Notes re: cloud computing

  • Cloud computing risks can be divided into six areas:

(1) Data Security and Controls- Providers must assess the strength of cloud vendor's internal controls to protect the confidentialty, integrity and availability of the electronic personal health information.
(2)Data Transmission- Data may be transmitted via the Internet or wireless networks. Is there adequate encryption? Is there a defined service level agreement for data transmission, and does your organization have the correct tools in place to assess compliance?
(3) Multitenancy- This requires health care organization to consider the possible comingling of data on shared hardware. Auditors should determine if data is properly segregated on the cloud and if the cloud operator has adequate controls to protect data both in storage and during transmission.

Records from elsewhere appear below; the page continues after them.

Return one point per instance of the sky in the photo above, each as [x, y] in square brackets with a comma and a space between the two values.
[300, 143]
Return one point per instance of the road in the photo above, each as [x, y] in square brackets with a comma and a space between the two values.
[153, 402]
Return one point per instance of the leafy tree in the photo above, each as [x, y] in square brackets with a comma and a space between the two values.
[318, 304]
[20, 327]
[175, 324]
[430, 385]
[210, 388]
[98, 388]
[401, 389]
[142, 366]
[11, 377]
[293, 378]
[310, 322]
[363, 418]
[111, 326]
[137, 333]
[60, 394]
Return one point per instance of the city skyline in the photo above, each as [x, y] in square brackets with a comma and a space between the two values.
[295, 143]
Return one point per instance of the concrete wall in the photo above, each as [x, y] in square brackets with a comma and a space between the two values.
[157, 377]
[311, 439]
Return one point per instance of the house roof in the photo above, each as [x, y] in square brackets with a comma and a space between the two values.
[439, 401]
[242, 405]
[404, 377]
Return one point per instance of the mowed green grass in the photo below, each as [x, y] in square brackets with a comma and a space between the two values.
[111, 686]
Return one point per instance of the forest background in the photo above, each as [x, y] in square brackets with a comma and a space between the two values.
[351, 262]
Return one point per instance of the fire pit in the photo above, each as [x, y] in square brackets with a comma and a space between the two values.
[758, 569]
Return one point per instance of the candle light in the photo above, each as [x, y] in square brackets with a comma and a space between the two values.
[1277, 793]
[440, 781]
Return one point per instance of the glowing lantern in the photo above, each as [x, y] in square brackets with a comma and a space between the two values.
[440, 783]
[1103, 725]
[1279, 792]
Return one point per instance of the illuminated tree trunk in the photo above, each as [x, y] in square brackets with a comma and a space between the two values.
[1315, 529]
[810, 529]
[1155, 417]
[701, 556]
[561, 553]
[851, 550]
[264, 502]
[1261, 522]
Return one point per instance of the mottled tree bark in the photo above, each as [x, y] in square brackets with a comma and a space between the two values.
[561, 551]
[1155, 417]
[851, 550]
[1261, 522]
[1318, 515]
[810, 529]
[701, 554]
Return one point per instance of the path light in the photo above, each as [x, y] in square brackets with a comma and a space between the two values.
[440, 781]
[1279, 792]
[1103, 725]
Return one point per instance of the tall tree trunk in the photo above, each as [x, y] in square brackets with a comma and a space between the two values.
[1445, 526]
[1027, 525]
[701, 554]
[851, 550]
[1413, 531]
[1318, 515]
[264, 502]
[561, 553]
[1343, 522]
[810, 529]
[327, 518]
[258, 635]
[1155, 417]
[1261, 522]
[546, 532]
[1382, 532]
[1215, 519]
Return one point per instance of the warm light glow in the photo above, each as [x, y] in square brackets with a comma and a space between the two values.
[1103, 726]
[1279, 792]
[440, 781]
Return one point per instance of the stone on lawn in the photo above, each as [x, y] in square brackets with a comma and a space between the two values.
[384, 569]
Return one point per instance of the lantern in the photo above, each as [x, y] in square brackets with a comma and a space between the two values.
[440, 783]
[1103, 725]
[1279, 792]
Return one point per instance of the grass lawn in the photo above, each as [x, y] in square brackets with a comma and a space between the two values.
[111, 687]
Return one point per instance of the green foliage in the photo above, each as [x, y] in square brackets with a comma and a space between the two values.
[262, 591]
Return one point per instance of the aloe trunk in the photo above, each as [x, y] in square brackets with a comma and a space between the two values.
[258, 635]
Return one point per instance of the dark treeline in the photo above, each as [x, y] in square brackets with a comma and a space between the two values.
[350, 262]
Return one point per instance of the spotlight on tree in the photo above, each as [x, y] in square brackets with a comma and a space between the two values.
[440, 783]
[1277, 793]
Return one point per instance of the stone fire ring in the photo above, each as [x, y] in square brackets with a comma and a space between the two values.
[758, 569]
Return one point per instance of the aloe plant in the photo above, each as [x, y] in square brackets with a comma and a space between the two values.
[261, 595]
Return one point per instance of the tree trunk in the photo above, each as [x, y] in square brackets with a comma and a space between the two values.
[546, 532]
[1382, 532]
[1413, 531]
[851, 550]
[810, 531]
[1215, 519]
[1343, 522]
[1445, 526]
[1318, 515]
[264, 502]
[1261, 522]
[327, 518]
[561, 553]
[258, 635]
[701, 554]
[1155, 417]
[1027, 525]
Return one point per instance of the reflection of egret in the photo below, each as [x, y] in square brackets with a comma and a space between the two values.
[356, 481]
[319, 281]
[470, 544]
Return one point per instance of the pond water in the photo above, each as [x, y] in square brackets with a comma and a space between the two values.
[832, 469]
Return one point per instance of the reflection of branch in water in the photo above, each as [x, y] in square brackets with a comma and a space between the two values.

(4) Location- Auditors should be aware of all locations maintained or contracted for by the cloud operator and guard against the risk a cloud operator could unilaterally move the data to another location without first informing the health care organization.
(5) Reliability- Health care organizations face the risk that resources may not be available when they're needed. Auditors should assess a cloud company's ability to scale its systems to meet short-term surges in demand, as well as long-term growth. They also should determine when the cloud operator typically conducts system maintenance and installs upgrades to ensure data is available during peak business hours.
(6) Sustainability- Auditors should determine the adequacy of a cloud provider's disaster recovery and business continuity plans to understand how operations will continue if the cloud is out of service. Health care organizations should also have a plan for moving data if the cloud provider goes out of business or for when the contract ends. They should also assess the risk of the cloud provider being unwilling or unable to return data.